I have written several Cutter Advisors over the past five years or so relating to pandemic preparation, and while things have improved since I first wrote about the subject, governments candidly admit they remain unprepared for a major pandemic. In addition, the financial crisis has caused local and state health officials in the US, for instance, to cut back staff and investments over the past year, exacerbating the risk situation. Companies are also better prepared generally than five years ago, but they too are not fully prepared, as they too have cut back on support staff to deal with the problem of a pandemic.

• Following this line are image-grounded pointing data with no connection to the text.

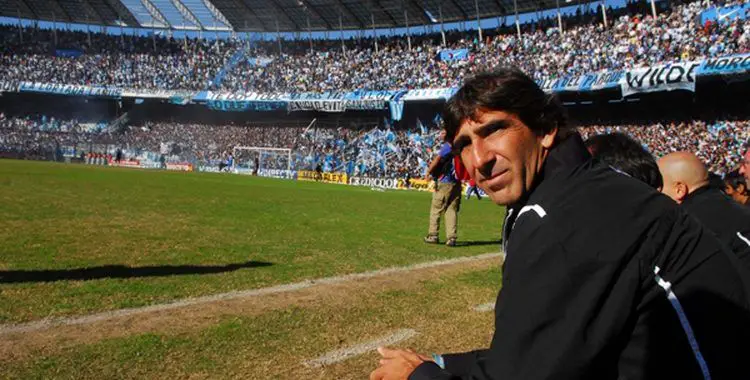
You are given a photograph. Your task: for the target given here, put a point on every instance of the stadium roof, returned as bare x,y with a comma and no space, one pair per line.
263,15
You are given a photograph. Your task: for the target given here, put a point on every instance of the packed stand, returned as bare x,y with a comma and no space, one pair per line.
634,38
97,59
42,137
375,152
720,144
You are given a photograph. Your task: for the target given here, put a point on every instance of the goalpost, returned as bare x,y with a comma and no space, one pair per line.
256,158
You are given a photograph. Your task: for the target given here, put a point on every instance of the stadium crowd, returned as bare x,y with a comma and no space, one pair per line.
719,144
634,38
375,151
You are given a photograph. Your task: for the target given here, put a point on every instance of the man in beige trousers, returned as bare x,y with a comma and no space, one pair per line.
446,199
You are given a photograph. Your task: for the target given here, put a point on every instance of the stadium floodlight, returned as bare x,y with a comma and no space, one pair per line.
258,159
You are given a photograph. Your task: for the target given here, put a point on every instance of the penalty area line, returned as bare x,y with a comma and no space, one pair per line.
107,315
485,307
342,354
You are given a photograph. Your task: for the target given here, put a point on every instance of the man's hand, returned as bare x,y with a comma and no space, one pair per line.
397,364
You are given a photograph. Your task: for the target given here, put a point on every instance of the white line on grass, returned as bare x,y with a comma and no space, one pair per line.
485,307
345,353
54,322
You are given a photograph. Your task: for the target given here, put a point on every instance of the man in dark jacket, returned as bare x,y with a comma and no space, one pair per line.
621,152
604,277
686,181
735,186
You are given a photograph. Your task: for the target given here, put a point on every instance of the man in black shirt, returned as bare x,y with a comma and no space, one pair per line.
736,187
621,152
604,278
686,181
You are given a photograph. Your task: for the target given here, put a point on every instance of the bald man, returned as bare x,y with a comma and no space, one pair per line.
686,181
745,166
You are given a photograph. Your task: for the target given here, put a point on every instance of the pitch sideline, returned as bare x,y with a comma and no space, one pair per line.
285,288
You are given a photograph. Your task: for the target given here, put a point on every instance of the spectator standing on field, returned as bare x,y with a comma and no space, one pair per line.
446,199
604,278
472,189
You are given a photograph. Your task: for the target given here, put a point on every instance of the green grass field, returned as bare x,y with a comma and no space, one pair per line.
78,240
166,228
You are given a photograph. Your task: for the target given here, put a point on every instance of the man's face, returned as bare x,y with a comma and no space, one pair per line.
502,154
745,166
671,188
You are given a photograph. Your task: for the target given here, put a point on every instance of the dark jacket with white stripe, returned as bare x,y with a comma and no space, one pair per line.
727,219
605,278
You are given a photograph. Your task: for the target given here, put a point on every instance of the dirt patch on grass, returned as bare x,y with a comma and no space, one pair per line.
23,345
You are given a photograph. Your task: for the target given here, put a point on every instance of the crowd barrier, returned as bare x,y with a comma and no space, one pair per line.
416,184
661,77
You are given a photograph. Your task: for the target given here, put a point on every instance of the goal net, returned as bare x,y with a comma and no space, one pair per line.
264,161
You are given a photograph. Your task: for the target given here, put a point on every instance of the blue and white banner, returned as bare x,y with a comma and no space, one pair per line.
248,101
724,14
323,102
454,54
278,173
734,64
369,100
158,94
69,89
666,77
430,94
319,105
68,53
582,83
259,61
8,86
600,81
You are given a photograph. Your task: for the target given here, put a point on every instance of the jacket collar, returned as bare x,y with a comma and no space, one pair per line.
567,154
696,194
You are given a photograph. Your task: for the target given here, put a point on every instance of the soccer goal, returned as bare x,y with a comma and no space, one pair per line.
262,160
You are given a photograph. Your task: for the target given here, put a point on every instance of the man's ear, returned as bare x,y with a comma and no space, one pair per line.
681,191
549,138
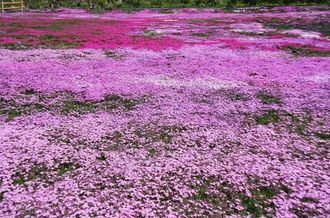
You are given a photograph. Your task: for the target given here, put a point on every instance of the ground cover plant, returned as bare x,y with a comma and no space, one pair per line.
176,113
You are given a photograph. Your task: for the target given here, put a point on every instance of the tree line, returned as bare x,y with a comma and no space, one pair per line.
110,4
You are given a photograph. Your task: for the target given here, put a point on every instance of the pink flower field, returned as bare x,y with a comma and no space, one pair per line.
165,113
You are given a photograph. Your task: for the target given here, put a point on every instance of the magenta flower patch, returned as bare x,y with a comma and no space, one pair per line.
188,113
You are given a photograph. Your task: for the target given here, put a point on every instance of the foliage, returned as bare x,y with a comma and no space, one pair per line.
129,4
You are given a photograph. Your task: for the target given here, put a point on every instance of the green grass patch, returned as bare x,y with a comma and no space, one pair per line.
267,98
102,157
305,51
70,106
64,168
269,116
323,136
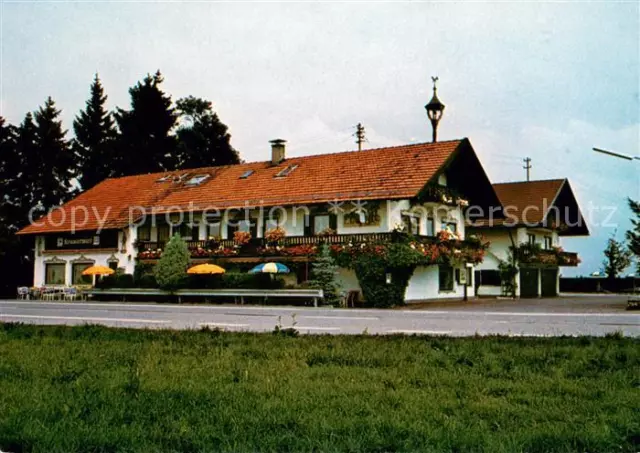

One issue I raised several years ago was that the US government, as well as others, has basically said that a family needs to think about riding out a pandemic on its own for weeks, if not for several months. In this time of financial hardship, that is not tenable for most families. Already, in areas were schools have been shut down, the strains on families both from a care-giving perspective as well as a financial perspective are appearing after less than a week. Companies where parents of those families work are also beginning to be affected.
In fact, it appears that one of the reasons the CDC changed its school closing policy was because of the hardship school closings were having on families. As I said earlier, politics can trump science.
Warren Buffet used to say that a recession was where you would find out which investors were swimming naked. This pandemic, I think, is exposing which governments and companies are naked in their flu preparations as well.
As this pandemic situation develops, I'll write about other risk management-related issues that become visible. If nothing else, this A (H1N1) influenza situation has also reinforced German Field Marshal Helmuth Karl Bernhard Graf von Moltke's saying about no battle plan surviving contact with the enemy.